VW, Nissan Rev Up Tennessee Auto Industry

Volkswagen's Chattanooga, TN Plant
Volkswagen's Chattanooga, TN Plant
The Volkswagen plant in Chattanooga, TN cements Tennessee as a center of what has been described as America’s new Auto Belt.

The road ahead for the auto industry in Tennessee is paved with new investment, new jobs and new opportunities.

The May 2011 opening of the $1 billion Volkswagen plant in Chattanooga cements Tennessee as a center of what has been described as America’s new Auto Belt. The Chattanooga Volkswagen plant will employ 2,000 workers and produce an estimated 150,000 cars annually, generating about $12 billion in income growth and an extra 9,500 jobs for the East Tennessee economy.

The Chattanooga region is the right place for the Volkswagen plant, says Tim Spires, president/CEO of the Chattanooga Manufacturers Association.

“Our location is ideal and our strong workforce is capable of meeting the needs of advanced manufacturing techniques that Volkswagen and their suppliers require," he says.

Tennessee’s rise in the auto industry began with Nissan’s construction of its plant in Smyrna, Tenn., in the 1980s – a project that put Tennessee on the map as a good place to build cars.

Suppliers Create Thousands of Jobs

“Tennessee's location gives it a strategic advantage,” says John Bradley, senior vice president of economic development for the Tennessee Valley Authority. “Nissan, VW and GM all have major automotive operations in the state, and Tennessee enjoys close proximity to other auto assembly plants within a few hours of the state's borders. That concentration makes Tennessee a natural for the location of new auto suppliers and continued expansions by existing suppliers.”

Indeed. In just the first six months of 2011, four automotive-related industries announced new investment in the state, adding to the nearly 900 automotive-related enterprises already employing more than 105,000 workers.

“From their base in Tennessee, these suppliers can easily access multiple customers, as well as cut their transportation costs when contracting with other tier suppliers,” Bradley says. “Conversely, Tennessee's high concentration of suppliers makes it attractive for future assembly plant operations. So, there is this clustering that provides great synergy between supplier and supplier, and between supplier and assembly operator.”

Economic development publication Business Facilities in its annual State Rankings Report in 2011 named Tennessee the No. 1 state in the nation for automotive manufacturing strength, the second consecutive year the Volunteer State received that recognition.

"With new VWs rolling off the assembly line at a world-class, energy-efficient manufacturing facility and top-tier suppliers lining up to set up operations in the Chattanooga area, Tennessee has cemented its position as the top automotive powerhouse in the U.S.," Business Facilities said in its report.
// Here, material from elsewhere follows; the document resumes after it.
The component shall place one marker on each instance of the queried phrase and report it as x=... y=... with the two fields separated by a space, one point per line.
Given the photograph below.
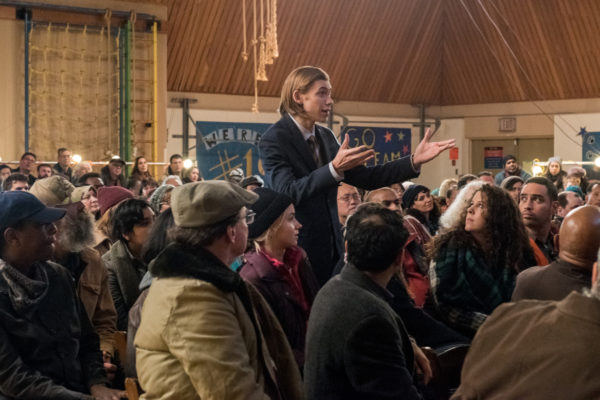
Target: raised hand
x=427 y=151
x=349 y=157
Companies Invest and Expand

That synergy creates a ripple effect of new investment and new jobs:

  • SL America, an automotive parts supplier for GM, is expanding its Clinton plant for the fourth time in a decade. The $14 million expansion will create 100 new jobs.

  • DLH Industries, specializing in air and fluid management assemblies, will begin manufacturing in the fall in Bristol and is expected to create 75 jobs over the next two years.

  • Tottser-Iroquois Industries will create 25 jobs in La Vergne to provide stampings and assemblies to the automotive industry.

  • Valeo will produce front-end modules for Nissan in its $5.4 million plant in Smyrna, which will create 63 jobs within the first year.

  • Koyo Corp. of USA, a Japanese company located in Washington County, is investing $30 million in an expansion that will double its workforce to 125 by 2014. The company produces taper roller bearings used in vehicle axle and transmission systems.

In addition, in 2012 production will start in Tennessee on the Nissan LEAF, a zero-emission, all-electric vehicle, and the lithium-ion batteries that will power it. Side-by-side plants in Smyrna will employ more than 1,300 workers and turn out 150,000 electric cars and 200,000 advanced-technology batteries annually.

Meanwhile, GM is investing $32 million in its Spring Hill engine plant to support the acceleration of the 2013 Chevrolet Malibu. The investment will create or retain 63 positions in the community.